What a tool hands back to the runtime after execution.

| Field | Type | Status | Description |
|-------|------|--------|-------------|
| `content` | `Vec<Content>` | [EXISTS] | Tool output (text, images, etc.) |
| `details` | `serde_json::Value` | [EXISTS] | Freeform metadata (not sent to LLM) |
| `child_loop_id` | `Option<String>` | [EXISTS] | Set by `SubAgentTool` to the child loop's ID; `None` for regular tools |

**Note**: The runtime transforms `struct ToolResult` into `Message::ToolResult` by enriching it with correlation metadata (`tool_call_id`, `tool_name`, `is_error`, `timestamp`) before it enters the LLM conversation.

---

## ToolError [EXISTS]

Error taxonomy for tool execution failures. Errors are converted to `ToolResult` with `is_error=true` so the LLM sees the failure and can self-correct.

| Variant | Display | Status |
|---------|---------|--------|
| `Failed(String)` | `"{message}"` | [EXISTS] |
| `NotFound(String)` | `"Tool not found: {name}"` | [EXISTS] |
| `InvalidArgs(String)` | `"Invalid arguments: {message}"` | [EXISTS] |
| `Cancelled` | `"Cancelled"` | [EXISTS] |

---

## ToolExecutionStrategy [EXISTS]

Controls how multiple tool calls from a single LLM response are executed. Set at agent construction time (not a per-turn LLM decision).

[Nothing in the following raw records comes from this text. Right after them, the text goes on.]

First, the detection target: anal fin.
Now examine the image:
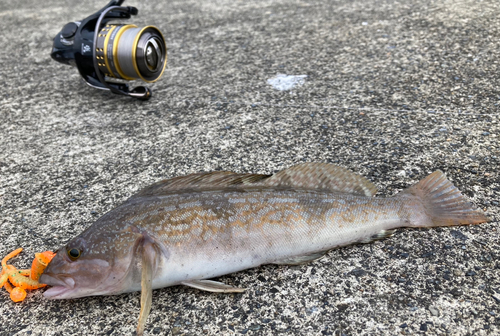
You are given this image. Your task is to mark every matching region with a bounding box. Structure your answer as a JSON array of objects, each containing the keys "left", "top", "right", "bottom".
[
  {"left": 273, "top": 251, "right": 328, "bottom": 265},
  {"left": 136, "top": 242, "right": 157, "bottom": 336},
  {"left": 358, "top": 230, "right": 396, "bottom": 244},
  {"left": 181, "top": 280, "right": 246, "bottom": 293}
]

| Variant | Status | Behavior |
|---------|--------|----------|
| `Sequential` | [EXISTS] | One at a time; checks steering between each. Use for tools with shared mutable state |
| `Parallel` (default) | [EXISTS] | All concurrent via `futures::join_all`; checks steering after all complete. Best latency for independent tools |
| `Batched { size }` | [EXISTS] | N tools in parallel per batch; checks steering between batches. Balances speed with human-in-the-loop control |

**Steering**: The human-in-the-loop interrupt mechanism. Between tool executions (or batches), the loop checks whether the human has sent a new instruction, cancellation, or correction.

---

## SubAgentTool [EXISTS]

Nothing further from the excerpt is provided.